The EU Commissioner for Economic and Financial Affairs, Taxation and Customs reiterated the resolve of the European Commission to revive the long-stalled plans for a Common Consolidated Corporate Tax Base (CCCTB) within the European Union. According to the Commissioner, CCCTB would largely resolve the issue of profit shifting and harmful tax competition, and ensure a level-playing field for all enterprises active in the EU.
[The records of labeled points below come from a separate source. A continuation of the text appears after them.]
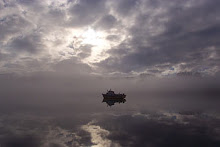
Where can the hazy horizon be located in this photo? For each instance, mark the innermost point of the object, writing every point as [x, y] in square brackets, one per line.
[57, 58]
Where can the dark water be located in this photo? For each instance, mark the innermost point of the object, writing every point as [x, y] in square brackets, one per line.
[140, 121]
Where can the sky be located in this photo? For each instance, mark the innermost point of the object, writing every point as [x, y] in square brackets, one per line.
[109, 37]
[58, 56]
The Commission will have a two-pronged approach to CCCTB. Firstly, it will put forward a proposal in the fall of 2016 regarding the determination of a Common Corporate Tax Base (CCTB) for businesses across the EU. The CCTB will act as a uniform rule for the determination of taxable income of companies across the EU and, in contrast to proposals made in 2011, will be mandatory at least for larger multinationals. The establishment of uniform rules for determining taxable income is intended to do away with national rules resulting in the minimization of taxable income and, thus, in harmful tax competition. Moreover, the uniform rules would introduce across the EU a number of the best practices recommended under the OECD BEPS initiative, including the updated PE rules and an improved CFC regime.
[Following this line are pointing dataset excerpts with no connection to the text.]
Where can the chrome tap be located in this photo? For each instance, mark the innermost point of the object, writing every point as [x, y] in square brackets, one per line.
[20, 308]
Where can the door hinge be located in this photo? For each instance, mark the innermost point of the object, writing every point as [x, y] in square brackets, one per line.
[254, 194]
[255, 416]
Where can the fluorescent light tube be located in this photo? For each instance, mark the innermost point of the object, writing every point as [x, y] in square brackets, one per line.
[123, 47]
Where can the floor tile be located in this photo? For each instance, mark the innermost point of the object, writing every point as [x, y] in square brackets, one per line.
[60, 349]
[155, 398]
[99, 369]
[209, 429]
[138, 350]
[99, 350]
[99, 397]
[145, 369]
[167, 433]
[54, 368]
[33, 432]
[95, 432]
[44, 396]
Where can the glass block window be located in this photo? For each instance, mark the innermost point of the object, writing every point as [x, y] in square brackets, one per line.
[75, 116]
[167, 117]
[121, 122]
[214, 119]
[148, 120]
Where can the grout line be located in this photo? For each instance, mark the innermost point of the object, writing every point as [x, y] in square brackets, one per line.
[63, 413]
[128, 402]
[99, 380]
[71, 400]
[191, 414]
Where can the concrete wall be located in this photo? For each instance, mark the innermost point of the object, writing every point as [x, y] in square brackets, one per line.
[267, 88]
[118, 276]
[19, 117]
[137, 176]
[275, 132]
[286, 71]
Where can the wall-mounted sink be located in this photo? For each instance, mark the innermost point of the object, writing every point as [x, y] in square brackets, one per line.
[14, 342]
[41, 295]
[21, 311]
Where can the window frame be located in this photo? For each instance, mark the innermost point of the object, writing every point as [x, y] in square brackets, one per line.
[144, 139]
Once the CCTB is approved, the Commission will then submit proposals for a Common Consolidated Corporate Tax Base (CCCTB). Under the CCCTB, profits and losses of businesses active in the EU, as determined in accordance with the uniform CCTB rules, would be consolidated and allocated to the various Member States pursuant to a number of allocation keys such as sales, assets or personnel. In addition to eliminating most of the opportunities for profit shifting through TP arrangements, the CCCTB would effectively allow the compensation of losses suffered in one Member State against profits earned in other Member States.